この文書では、主に以下の三点について述べた。

  1. 体系的なシステム設計の重要性
  2. バグ修正時の心得
  3. アップデートパッチ間でのセーブデータの互換性

かなり小うるさいことも書いてきたが、どうだろうか。 『そんな面倒なことやってらんねぇ』とか 『楽しく組めればそれでいいじゃん』とか思ったかもしれない。 それは半分正しく、半分間違っている。 同人であれ作品を世に出すということは、 即ち不特定多数のユーザにプレイしてもらうということだ。 このとき、ユーザに不快感を与えてはならない。 スクリプタにとって、『不快感を与えない』とは即ち、 バグの抑制が必要であることを意味する (でもなぜかレスポンス・パフォーマンスの向上が問われることはあまりない)。 早く、確実にゲームを作り上げること、 バグの発生を防止しつつ発生可能性を下げること、 万一発生した場合に再発を防止すること。 これらの指標として、上の三点を述べたと思いねぇ。
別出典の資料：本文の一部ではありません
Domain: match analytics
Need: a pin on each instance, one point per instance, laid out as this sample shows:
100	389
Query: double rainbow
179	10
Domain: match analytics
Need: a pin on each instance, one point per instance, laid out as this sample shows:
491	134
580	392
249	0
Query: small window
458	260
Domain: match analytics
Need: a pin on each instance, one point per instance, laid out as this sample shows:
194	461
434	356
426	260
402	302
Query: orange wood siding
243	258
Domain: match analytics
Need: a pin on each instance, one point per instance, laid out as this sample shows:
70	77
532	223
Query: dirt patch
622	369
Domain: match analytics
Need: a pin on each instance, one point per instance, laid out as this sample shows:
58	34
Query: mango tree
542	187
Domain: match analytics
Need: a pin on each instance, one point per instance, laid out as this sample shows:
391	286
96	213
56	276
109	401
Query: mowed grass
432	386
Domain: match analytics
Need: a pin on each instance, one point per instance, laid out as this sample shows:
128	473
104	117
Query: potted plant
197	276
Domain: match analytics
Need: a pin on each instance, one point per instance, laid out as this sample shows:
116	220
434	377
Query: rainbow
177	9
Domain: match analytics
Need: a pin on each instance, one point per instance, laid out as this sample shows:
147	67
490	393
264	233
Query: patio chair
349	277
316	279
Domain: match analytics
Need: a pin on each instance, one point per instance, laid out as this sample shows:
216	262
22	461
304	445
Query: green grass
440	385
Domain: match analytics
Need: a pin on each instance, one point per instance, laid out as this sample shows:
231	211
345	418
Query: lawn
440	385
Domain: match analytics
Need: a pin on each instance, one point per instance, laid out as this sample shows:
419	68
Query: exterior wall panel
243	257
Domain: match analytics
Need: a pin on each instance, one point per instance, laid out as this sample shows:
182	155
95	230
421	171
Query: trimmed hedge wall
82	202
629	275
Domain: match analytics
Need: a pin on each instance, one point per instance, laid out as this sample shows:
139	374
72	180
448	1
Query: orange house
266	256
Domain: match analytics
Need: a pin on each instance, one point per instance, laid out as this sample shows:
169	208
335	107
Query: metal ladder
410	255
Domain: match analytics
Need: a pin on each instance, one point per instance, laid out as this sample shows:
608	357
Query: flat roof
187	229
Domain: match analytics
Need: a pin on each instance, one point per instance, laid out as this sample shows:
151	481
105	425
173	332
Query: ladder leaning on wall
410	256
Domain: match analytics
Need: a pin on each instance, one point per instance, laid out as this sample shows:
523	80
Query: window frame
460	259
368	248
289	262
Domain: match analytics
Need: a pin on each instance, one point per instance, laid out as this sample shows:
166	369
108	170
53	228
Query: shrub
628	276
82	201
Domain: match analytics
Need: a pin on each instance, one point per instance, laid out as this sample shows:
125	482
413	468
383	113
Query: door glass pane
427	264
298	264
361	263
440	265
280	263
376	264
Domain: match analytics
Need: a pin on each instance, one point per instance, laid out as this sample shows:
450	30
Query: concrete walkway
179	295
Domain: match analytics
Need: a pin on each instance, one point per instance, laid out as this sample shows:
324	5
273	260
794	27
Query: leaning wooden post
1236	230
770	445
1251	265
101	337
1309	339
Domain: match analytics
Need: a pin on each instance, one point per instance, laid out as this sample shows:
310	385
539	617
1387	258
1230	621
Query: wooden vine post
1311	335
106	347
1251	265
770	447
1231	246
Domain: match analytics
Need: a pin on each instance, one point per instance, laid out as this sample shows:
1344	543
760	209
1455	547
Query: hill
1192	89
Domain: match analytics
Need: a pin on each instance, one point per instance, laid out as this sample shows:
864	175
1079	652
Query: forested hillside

そして、スクリプタ・プログラマの究極の目的は、「ユーザにゲームを楽しんで もらうこと」であることを忘れないこと。スゴい技術は手段であって目的ではない。 それを忘れた時、アナタはまごうかたなく「ヘンなシステム」を 作ってしまうことだろう。そもそも我々は日陰者なのだ。 「あのゲームのシステムはスゴいよね」ではなく、 「あのゲーム面白かったよね」と言ってもらえることを目標にしよう。 ゲームの感想ばかりで、システムについての話題がこれっぽっちも出てこないこと、 それは実はスクリプタ・プログラマにとっての最高の褒め言葉だと思う。 それでいいじゃないか。

以上の偏向文書が、少しでもスクリプタ諸兄の役に立つことができれば幸いであるよ。